Introduction to Bonds

Free Video Tutorial: What are Bonds and How Do They Work?

In this video, we'll cover the fundamentals of bonds including what they are, how they work, and how they are priced.

Introduction to Bonds

What is a Bond? 

A bond is a fixed income security issued by a company or a government to raise capital or cash to finance operations, investments, acquisitions, and so on. The borrower is known as the issuer and the lender is known as the bondholder in exchange for capital. 

The borrower promises to make interest payments to the lender and eventually repay the principal or amount borrowed at maturity. The interest payments the issuer makes can be fixed or variable. A fixed interest rate would be, let's say, five percent and it wouldn't change based on interest rate fluctuations in the market. 

A variable or floating rate bond, on the other hand, would change based on short term interest rate benchmarks like LIBOR, which stands for London Interbank Offered Rate. 

There are other benchmarks that can be used, but LIBOR is currently the most popular. For example, a floating rate bond might pay at LIBOR plus 300 basis points, meaning that you should add three percent to the library reading at a certain time. 

Remember that 100 basis points equals one percent. So when we say library plus 300 basis points, the 300 basis point stays constant. But LIBOR fluctuates based on interest rates in the market. 

Types of Bonds

We have bonds issued by governments in the United States. They're called Treasury bonds or Treasury bills, bonds issued by companies or corporate bonds and bonds issued by municipalities and local governments known as muni bonds. 

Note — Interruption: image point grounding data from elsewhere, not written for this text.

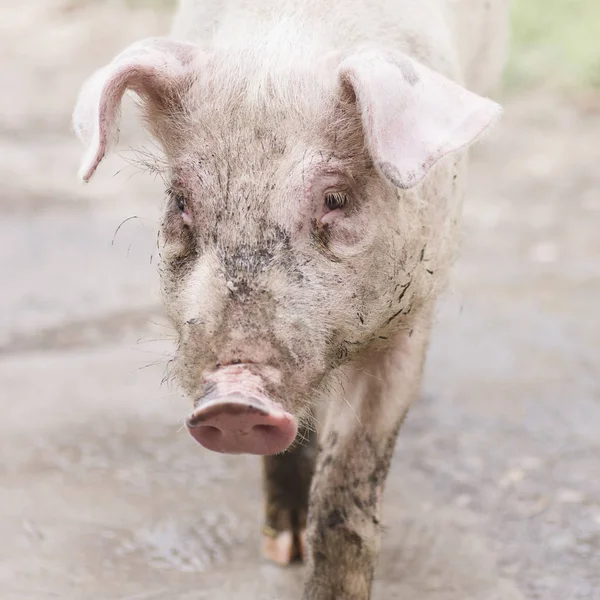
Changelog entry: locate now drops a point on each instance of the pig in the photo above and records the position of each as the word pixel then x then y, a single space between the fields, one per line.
pixel 315 164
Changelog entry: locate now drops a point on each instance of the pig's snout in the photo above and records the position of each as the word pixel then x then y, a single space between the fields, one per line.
pixel 234 419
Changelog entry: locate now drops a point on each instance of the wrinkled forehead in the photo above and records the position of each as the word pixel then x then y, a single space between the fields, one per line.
pixel 240 103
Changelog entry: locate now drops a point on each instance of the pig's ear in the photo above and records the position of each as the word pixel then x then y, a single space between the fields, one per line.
pixel 411 115
pixel 155 69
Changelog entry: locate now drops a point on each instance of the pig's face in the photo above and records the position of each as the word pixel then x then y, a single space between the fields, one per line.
pixel 287 246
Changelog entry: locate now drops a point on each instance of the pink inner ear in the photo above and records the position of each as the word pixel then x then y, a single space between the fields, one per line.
pixel 149 68
pixel 413 116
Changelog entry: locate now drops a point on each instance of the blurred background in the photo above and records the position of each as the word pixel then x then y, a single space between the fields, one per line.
pixel 494 492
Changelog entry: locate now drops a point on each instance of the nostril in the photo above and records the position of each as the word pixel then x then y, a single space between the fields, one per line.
pixel 211 433
pixel 264 429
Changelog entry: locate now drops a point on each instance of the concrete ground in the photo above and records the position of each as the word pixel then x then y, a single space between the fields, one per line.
pixel 495 489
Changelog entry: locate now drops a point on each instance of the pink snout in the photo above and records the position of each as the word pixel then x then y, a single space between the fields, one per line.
pixel 243 425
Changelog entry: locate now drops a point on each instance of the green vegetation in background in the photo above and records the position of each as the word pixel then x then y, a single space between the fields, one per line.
pixel 555 42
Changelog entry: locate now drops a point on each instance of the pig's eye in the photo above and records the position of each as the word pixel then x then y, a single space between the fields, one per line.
pixel 336 200
pixel 180 201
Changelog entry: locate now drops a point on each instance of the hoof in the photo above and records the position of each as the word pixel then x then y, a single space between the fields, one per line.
pixel 283 547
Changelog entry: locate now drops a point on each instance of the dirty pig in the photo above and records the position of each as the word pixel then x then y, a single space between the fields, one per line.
pixel 315 160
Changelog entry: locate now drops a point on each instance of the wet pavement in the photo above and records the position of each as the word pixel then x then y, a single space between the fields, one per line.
pixel 494 492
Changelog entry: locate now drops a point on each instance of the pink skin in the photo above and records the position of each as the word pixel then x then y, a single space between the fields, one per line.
pixel 237 417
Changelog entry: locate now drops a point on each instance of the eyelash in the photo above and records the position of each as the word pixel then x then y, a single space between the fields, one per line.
pixel 336 200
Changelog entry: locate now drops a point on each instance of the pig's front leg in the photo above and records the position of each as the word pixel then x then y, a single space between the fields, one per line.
pixel 353 462
pixel 287 479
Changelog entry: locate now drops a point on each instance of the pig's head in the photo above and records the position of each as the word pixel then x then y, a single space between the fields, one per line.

There are a few key terms to know when we talk about bonds. 

The principle is the amount borrowed. If a company borrows a hundred million dollars, that is known as the principal and that is the amount that ultimately has to be repaid as well as a bondholder. 

You don't have to buy the whole hundred million dollars in bonds. You can buy a slice of it. Just like buying a stock. When you buy a slice of the equity, you can buy a slice of a larger bond offering the par value or face value of one particular bond is the amount that one particular bond promises to pay. 

Most bonds have a par value of a thousand dollars, meaning if you own one bond, then you're promised to be repaid a thousand dollars for that bond. The coupon rate is the interest rate. If a bond has a five percent fixed coupon rate and its face value is a thousand dollars, then the bond pays 50 dollars of interest each year. 

Key Bond Terms

Payment Frequency

How often does it pay that interest? That depends on the payment frequency. 

A bond that pays semi-annually pays twice per year and quarterly would be four times per year. Note that the total payments would still equal the annual coupon regardless of the payment frequency. 

Maturity

The bond maturity is the date that the principal is due and the bondholders should receive the face value of their holdings, hopefully in full, if the issuer didn't default. The bond yield is the annual rate of return that would be earned if the issuer made all its payments on time. It's your expected reward if everything goes right. 

Yields

We’ll discuss bond yields in greater depth in another tutorial. But for now, you should know that safe bonds traded low yields, i.e. the reward is lower because the risk is lower and riskier bonds have higher yields, i.e. the reward has to be higher to induce investors to take on the extra risk. As an investor, extensive research is required to determine whether a company will be able to repay its debts and therefore whether a particular bond is a good investment. 

The key to success is finding Bonds whose yields are higher than the associated risk. But that's not an easy task, and very few investors are able to do that successfully over a long period of time. 

Bond Price

One last point on bonds. When you buy a bond, you could buy it at a premium or a discount. If the face value is a thousand dollars, you might be willing to pay over a thousand dollars if the company's credit or outlook for repayment is positive and you might pay less than face value or par value. If the opposite is true. So bonds could trade at a premium or a discount. And that is very important to consider when we discuss bond yields.